Gloire à l’Ancêtre Bernard Dadié : Hommage à un écrivain qui n’a cessé de vivre avec son temps
Bernard Binlin-Dadié qui signe : Bernard B. Dadié, et qui a eu cent ans en 2016, vient d’entrer au Royaume des Cieux! Oui, l’auteur du poème : « Je vous remercie, mon Dieu, de m’avoir créé Noir », du roman Climbié, dont le titre peut se traduire par : « demain », « peut-être », « qui sait ? », un récit de l’attente et de la formation d’une adolescence africaine sous la colonisation ; l’auteur de la comédie Monsieur Thôgô-gnini autrement dit : « Monsieur le chercheur de nom », emblématique de l’arrivisme africain, dont le succès populaire ne se dément pas, ou encore du drame historique Îles de Tempête , qui brosse les souffrances vécues par les esclaves de Saint-Domingue, a bel et bien tiré sa révérence le samedi 09 Mars 2019, à l’âge de cent trois ans, à Abidjan en Côte d’Ivoire.
Nous, membres de la diaspora ivoirienne opérant dans le monde académique universitaire d’Amérique, nous aurions subi la sanction de l’histoire et celle plus sévère de nos Ancêtres, si nous nous dérobions de notre obligation de soumission volontaire à l’élan universel de célébration de ce lieu de mémoire (inter)national qu’est notre Ancêtre vivant Bernard B. Dadié.
Déjà en 2014, nous avions organisé un panel sur le père-fondateur de la littérature ivoirienne écrite en Français à University of South Florida à Tampa, Floride, dans le cadre de la conférence de la section régionale de la MLA. Le panel initial était composé de trois professeurs de l’École Normale Supérieure d’Abidjan et de deux professeurs de la diaspora africaine d’origine ivoirienne, enseignant dans des universités américaines.

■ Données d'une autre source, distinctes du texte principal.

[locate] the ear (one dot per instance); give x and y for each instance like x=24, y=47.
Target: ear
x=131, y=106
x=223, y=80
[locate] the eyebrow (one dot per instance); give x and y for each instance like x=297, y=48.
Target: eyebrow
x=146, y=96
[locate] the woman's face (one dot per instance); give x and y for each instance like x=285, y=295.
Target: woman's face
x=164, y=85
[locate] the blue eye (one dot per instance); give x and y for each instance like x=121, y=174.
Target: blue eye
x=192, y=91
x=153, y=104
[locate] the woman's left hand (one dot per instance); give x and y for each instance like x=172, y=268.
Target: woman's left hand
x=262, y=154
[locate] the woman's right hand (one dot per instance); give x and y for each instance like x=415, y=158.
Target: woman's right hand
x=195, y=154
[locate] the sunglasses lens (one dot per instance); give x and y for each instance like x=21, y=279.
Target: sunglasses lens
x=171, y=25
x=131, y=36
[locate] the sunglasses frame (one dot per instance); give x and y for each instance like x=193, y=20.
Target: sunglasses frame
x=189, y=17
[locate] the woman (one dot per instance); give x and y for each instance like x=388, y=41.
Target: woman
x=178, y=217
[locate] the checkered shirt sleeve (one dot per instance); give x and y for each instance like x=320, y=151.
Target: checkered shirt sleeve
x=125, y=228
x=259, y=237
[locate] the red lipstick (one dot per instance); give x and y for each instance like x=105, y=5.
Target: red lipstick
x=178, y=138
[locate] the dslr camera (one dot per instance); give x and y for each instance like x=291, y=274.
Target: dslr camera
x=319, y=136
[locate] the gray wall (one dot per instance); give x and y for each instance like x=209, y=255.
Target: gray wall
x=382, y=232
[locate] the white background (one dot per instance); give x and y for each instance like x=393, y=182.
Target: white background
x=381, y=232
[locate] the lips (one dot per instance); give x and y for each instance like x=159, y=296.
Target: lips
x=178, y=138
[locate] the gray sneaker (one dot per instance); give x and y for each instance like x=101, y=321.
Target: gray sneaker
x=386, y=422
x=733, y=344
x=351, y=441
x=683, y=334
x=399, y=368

La qualité des articles présentés a attisé notre intérêt à convertir les contributions d’articles en projet de livre qui serait notre modeste offrande à l’Ancêtre-vivant à l’occasion de la célébration de son centième anniversaire qui pointait à l’horizon 2016. Nous avons alors entrepris plusieurs voyages en Côte d’Ivoire pour rencontrer l’auteur et la Professeure Nicole Vincileoni, qui a enseigné des générations d’étudiants ivoiriens à l’École Normale Supérieure d’Abidjan. Parallèlement, à l’initiative d’enseignants ivoiriens des Universités Houphouët-Boigny d’Abidjan-Cocody et de Bouaké, un colloque était organisé pour la célébration du centenaire et de l’œuvre de Dadié à l’Université de Bouaké. L’occasion nous était alors donnée d’inviter d’autres contributeurs au projet initial qui avait germiné à Tampa en Floride.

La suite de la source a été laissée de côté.